One, one ds with autism and my reality is that I couldn't cope. I reached breaking point after he refused to sleep for three nights and four days in a row which meant i couldn't sleep either and i broke down. He lives with a specialist foster family now. He has become a wonderful, charming, fabulously brilliant boy with the help and support he receives and will continue to receive in foster care, all help and care that was NOT available to me, his birth family. I had no choice.I am physically disabled as well as have quite serious mental health issues due to previous abuse and mistreatment and I admit it, i broke. Many of us do, so few people understand or want to understand the realities of living with a child on the spectrum. He was violent, he was destructive, he screamed and screamed until i genuinely thought my ears would bleed and the refusing to sleep, it just finished me off, i was hallucinating by the end of it and i couldn't take a second more. Am i ashamed and embarrassed? you bet I am. Am I unbearably sad that the wonderful boy he's become is not something I could give him the chance to be at home? absolutely. I love him to absolute death but I wouldn't change the way things worked out for us, it was the making of him and I wouldn't undo it for all the millions in the world

KayTee87 · 15/05/2016 00:10

Yanbu, my bil has special needs and he is exhausting, I'm honestly dreading the day he has to come and live with us full time when mil can't look after him anymore. Of course to say this to anyone in real life makes me look awful so I don't. People don't understand until they've experienced something similar themselves.

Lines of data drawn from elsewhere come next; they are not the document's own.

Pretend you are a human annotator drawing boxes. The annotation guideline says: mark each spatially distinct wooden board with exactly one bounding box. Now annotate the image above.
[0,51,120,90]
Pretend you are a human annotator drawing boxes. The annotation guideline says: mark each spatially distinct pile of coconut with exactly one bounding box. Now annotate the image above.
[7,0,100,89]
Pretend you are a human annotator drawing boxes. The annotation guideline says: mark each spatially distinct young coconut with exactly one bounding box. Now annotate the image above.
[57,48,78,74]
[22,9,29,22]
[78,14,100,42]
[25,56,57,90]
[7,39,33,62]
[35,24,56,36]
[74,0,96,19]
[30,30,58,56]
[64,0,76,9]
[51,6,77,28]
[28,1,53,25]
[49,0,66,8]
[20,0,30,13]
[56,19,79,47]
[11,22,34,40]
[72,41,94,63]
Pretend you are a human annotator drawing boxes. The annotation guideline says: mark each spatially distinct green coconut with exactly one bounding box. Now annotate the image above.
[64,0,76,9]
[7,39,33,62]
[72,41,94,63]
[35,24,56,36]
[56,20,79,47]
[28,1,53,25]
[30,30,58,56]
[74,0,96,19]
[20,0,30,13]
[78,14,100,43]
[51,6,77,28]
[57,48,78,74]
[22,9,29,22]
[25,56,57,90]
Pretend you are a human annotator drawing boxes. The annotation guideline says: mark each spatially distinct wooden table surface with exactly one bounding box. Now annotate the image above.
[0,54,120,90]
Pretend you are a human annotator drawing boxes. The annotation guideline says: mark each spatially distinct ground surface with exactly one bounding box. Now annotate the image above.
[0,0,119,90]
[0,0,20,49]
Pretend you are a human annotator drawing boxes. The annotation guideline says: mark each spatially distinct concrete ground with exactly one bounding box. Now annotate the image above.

Squashybanana · 15/05/2016 00:18

Yanbu, because that is your experience of autism. But neither am I BU to say that my 2dc with autism, luckily for us, are not challenging, and I wouldn't change them. Autism is a wide spectrum; autism can be shit but it isn't always a purely negative experience or existence. I recognise that I am lucky but I don't need empathy and my boys' autism is not a tragedy. That side of autism isn't much reflected on this thread and whilst I wish I could make things better for you, I just wanted to put out for those reading this thread who don't have personal experience of autism that it comes in many guises. My boys are rather withdrawn and vulnerable, they aren't difficult.

lottielou7 · 15/05/2016 04:23

Yanbu - I understand where you're coming from. I have a 14 year old daughter with severe autism. She's very unhappy in a school that can't meet her needs and she has an extremely complex profile. She breaks almost everything she touches at the moment and can be aggressive. I'm waiting on the edge of my seat to see if the LA will agree for her to go to the independent school I want for her this week. I also have another child with ADHD and dyspraxia.

You are right that people have no idea. How could they? Sorry you are struggling right now.

notonyurjellybellynelly · 15/05/2016 07:02

I am really shocked that people think it's OK to suggest to others they should send their child to boarding school. Really out of order

I'm not shocked and I think the suggestion was made in good spirit and with the best of intentions.